An interesting finding in Dr. Zarbin’s series was that 62% of eyes that recovered LP vision on the first day after primary repair had final vision of LP or better after additional surgery. Of the eyes that remained NLP on postoperative day 1, only 8% recovered to LP or better vision.

“Eight percent is not zero, but remaining NLP on the day after primary repair seems to be a negative prognostic finding,” Dr. Zarbin said.

He noted, however, it will be important for other researchers to confirm the finding that sensory status on the day after primary repair has prognostic value.

 

Additional evaluation and counseling considerations

Dr. Zarbin advocated for having the attending surgeon confirm the vision assessment in patients with open-globe injuries and NLP rather than relying solely of the resident or fellow’s assessment.

“It is a bit of an art to check the vision in this setting, and so it should be done by an experienced examiner and using the indirect ophthalmoscope set to maximum intensity, not with a penlight,” he said.

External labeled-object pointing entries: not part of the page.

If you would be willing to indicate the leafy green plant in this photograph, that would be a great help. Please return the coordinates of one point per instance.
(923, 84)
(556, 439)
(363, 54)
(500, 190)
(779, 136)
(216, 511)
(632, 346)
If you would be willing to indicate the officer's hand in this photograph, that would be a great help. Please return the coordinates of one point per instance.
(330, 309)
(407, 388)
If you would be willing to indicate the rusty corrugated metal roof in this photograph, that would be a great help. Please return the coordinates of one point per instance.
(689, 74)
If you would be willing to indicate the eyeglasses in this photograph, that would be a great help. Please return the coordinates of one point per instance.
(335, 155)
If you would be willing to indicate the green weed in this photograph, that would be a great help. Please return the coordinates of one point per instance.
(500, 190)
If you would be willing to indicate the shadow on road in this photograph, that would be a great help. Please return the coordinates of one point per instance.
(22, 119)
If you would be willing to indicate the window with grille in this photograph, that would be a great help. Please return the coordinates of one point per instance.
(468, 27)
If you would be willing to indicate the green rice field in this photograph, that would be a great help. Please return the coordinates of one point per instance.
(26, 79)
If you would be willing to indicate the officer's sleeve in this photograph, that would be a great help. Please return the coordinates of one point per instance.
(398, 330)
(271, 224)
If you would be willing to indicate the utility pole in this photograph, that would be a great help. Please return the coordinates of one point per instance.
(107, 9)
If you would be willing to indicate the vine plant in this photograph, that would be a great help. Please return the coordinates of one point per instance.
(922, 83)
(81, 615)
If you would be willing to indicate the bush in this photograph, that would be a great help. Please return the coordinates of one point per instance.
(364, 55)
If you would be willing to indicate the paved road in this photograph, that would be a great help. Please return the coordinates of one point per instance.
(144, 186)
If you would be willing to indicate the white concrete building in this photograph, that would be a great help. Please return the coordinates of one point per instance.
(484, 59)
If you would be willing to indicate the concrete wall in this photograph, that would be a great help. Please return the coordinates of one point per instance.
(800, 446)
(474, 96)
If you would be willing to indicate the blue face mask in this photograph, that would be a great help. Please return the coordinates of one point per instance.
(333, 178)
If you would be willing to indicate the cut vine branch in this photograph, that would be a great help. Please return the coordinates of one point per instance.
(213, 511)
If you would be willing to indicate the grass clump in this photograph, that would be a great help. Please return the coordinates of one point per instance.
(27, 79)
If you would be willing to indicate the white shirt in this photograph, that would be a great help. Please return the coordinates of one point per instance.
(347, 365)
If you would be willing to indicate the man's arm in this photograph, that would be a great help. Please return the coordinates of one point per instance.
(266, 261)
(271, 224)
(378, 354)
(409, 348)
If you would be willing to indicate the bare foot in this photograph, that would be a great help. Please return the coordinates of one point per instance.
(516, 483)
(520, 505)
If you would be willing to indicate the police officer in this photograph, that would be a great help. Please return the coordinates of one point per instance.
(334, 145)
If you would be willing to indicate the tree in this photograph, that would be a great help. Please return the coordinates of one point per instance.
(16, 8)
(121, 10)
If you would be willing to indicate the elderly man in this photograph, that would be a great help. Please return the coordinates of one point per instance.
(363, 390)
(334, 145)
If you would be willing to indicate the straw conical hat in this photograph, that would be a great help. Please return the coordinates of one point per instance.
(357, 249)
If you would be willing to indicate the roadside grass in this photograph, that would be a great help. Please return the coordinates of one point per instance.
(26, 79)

He also said that patient selection for surgery goes beyond anatomic considerations.

“In addition to what is going on in the eye, we have to try to figure out what is going on in the person’s head,” Dr. Zarbin explained.

“We typically tell patients that there is about a 5% chance they will recover ambulatory vision after surgery, and we also discuss the risk of sympathetic ophthalmia with and without additional surgery,” he said. “But some people who are told they have a 5% chance of recovering vision hear that the chance is 95%, and we will not operate on anyone who has such unrealistic expectations.”